2. Skewed Population:
If the population is skewed, the sample mean may still be a reasonable estimator of the population mean, but it may not be as accurate as in the normally distributed population case. Skewed populations have asymmetric distributions, where the tail on one side is longer or heavier than the other. In such cases, the sample mean may be influenced more by extreme values in the population, leading to some bias or shifts away from the true population mean. The standard deviation of the sample mean will still decrease with larger sample sizes, but it may not decrease as rapidly compared to normally distributed populations.

3. Uniformly Distributed Population:
In a uniformly distributed population, where all values have equal probabilities of occurring, the mean of the population is simply the midpoint of the range.
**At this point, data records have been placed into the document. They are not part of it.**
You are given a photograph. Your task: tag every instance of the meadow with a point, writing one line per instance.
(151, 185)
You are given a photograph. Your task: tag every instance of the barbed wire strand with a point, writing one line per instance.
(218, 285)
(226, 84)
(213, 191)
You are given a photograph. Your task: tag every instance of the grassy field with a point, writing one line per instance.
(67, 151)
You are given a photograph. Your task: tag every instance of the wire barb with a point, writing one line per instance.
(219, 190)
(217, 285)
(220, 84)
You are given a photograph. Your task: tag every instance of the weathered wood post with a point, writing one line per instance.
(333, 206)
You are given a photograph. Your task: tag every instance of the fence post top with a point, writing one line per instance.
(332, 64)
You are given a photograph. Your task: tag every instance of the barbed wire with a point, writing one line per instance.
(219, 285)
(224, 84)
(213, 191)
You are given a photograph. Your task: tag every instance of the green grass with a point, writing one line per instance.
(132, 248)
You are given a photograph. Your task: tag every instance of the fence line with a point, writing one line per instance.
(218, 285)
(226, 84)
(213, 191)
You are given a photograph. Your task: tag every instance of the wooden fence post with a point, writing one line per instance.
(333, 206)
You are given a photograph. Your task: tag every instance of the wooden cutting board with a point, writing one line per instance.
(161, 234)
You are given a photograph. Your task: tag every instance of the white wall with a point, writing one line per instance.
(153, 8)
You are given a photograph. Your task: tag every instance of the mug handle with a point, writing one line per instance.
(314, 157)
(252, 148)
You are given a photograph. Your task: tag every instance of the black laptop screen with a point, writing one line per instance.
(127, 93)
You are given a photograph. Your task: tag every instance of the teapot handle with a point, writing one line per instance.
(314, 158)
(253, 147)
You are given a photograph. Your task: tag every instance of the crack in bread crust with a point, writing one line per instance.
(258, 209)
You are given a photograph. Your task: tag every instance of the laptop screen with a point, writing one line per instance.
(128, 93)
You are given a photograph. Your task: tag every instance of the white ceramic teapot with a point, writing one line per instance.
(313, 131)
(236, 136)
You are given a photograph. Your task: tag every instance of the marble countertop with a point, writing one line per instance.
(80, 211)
As for the standard deviation, it depends on the range of the distribution. If you increase the sample size, the sample mean will have less variation and will be a better estimator of the population mean. However, the standard deviation will not necessarily decrease or increase uniformly depending on the number of samples or sample size.

It's important to note that these are general observations about the impact of sample size, number of samples, and population distribution, but actual results can vary depending on other factors and assumptions.